Inflation, the Obscurer

Arleigh Chute


[Reprinted from the Henry George News, April, 1959]


IN the March HGN, Robert Benton, director of the Detroit extension of the Henry George School, in a letter to the editor asked that we seek a workable definition of the term "inflation." His "sticking his neck out" with a tentative suggestion has prompted me to do the same.

Since "inflation" is going to be considered a "bad" word, it should refer to the basic evil in monetary policy - an increase in the per capita supply of money and consequent deterioration of its usefulness as a measure of value. For dollars serve the economy best when they allow a person who has contributed, say, one sixty-five millionth to the wealth of the country, to receive the same share when he chooses to buy. This seems reasonable to ask, for it was the condition before the invention and incorporation into the market place of a medium of exchange. Surely, if money is to provide a great advantage over the barter system it replaced, it should not destroy this basic justice.

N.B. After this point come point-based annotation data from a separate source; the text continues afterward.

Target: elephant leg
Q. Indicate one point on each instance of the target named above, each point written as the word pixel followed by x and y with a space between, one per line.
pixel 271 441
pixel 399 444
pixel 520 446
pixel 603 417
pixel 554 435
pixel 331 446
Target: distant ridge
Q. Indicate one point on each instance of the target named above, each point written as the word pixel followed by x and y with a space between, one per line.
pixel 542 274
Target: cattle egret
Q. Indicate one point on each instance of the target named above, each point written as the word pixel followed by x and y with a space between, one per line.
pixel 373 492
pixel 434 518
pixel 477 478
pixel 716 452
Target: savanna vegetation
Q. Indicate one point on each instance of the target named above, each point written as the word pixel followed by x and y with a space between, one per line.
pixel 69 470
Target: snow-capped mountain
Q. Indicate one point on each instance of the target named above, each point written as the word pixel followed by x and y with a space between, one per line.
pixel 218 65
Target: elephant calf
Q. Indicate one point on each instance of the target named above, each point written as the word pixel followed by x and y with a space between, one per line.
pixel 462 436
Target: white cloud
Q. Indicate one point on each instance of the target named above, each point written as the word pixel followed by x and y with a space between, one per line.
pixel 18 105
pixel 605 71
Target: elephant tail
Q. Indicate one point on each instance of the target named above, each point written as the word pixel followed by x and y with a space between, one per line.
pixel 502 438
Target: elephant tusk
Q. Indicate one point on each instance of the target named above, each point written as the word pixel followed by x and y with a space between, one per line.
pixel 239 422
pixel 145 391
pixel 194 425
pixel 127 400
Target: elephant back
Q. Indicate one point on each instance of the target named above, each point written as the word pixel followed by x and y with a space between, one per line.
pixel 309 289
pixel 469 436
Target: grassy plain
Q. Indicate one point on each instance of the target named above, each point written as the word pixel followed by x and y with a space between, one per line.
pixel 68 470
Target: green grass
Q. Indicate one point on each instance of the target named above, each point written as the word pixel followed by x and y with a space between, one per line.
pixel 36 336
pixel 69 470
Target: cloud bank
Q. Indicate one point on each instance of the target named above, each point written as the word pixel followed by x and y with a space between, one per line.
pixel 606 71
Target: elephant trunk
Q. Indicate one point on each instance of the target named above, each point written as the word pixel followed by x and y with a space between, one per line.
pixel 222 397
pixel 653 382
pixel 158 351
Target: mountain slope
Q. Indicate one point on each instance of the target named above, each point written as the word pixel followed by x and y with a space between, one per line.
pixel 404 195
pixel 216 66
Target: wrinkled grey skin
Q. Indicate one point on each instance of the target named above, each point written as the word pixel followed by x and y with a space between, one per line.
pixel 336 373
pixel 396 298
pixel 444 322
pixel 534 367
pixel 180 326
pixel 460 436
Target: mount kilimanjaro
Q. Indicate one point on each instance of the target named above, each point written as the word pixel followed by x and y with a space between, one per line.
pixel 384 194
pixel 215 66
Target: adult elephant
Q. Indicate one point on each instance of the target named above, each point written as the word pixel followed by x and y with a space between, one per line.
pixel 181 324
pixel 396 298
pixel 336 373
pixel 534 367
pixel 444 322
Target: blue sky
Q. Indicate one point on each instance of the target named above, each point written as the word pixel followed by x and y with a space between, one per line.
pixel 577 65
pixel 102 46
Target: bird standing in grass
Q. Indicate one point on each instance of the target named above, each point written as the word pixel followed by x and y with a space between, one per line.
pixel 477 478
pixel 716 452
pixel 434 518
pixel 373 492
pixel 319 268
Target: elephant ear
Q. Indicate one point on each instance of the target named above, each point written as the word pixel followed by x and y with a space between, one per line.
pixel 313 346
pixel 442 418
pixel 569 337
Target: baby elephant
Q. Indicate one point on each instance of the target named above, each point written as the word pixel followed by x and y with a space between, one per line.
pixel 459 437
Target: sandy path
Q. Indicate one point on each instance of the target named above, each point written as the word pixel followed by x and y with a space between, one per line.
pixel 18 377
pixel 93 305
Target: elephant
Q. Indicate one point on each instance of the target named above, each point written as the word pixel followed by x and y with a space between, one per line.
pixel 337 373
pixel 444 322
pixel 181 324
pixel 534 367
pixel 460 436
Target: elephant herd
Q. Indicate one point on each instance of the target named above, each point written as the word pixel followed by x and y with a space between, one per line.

Preservation of justice can be achieved when the per capita supply of money (currency and demand deposits in banks divided by population) is fixed. The fixing and maintaining of this ratio should be the responsibility of government as it now fixes the weight of the "pound" and the length of the "yard." Economic man doesn't desire "pounds," "yards," or "dollars." He does, however, desire the wealth associated with these measuring devices. He can only expect justice in his economic dealings when these standards are fixed.

Would the "yard" be of much value in an Alice-in-Wonderland world of whimsical dimensions, or the "pound" on a science-fiction planet of varying gravity? Hardly! Under those circumstances we would abandon such purposeless devices as we must finally abandon a baseless dollar.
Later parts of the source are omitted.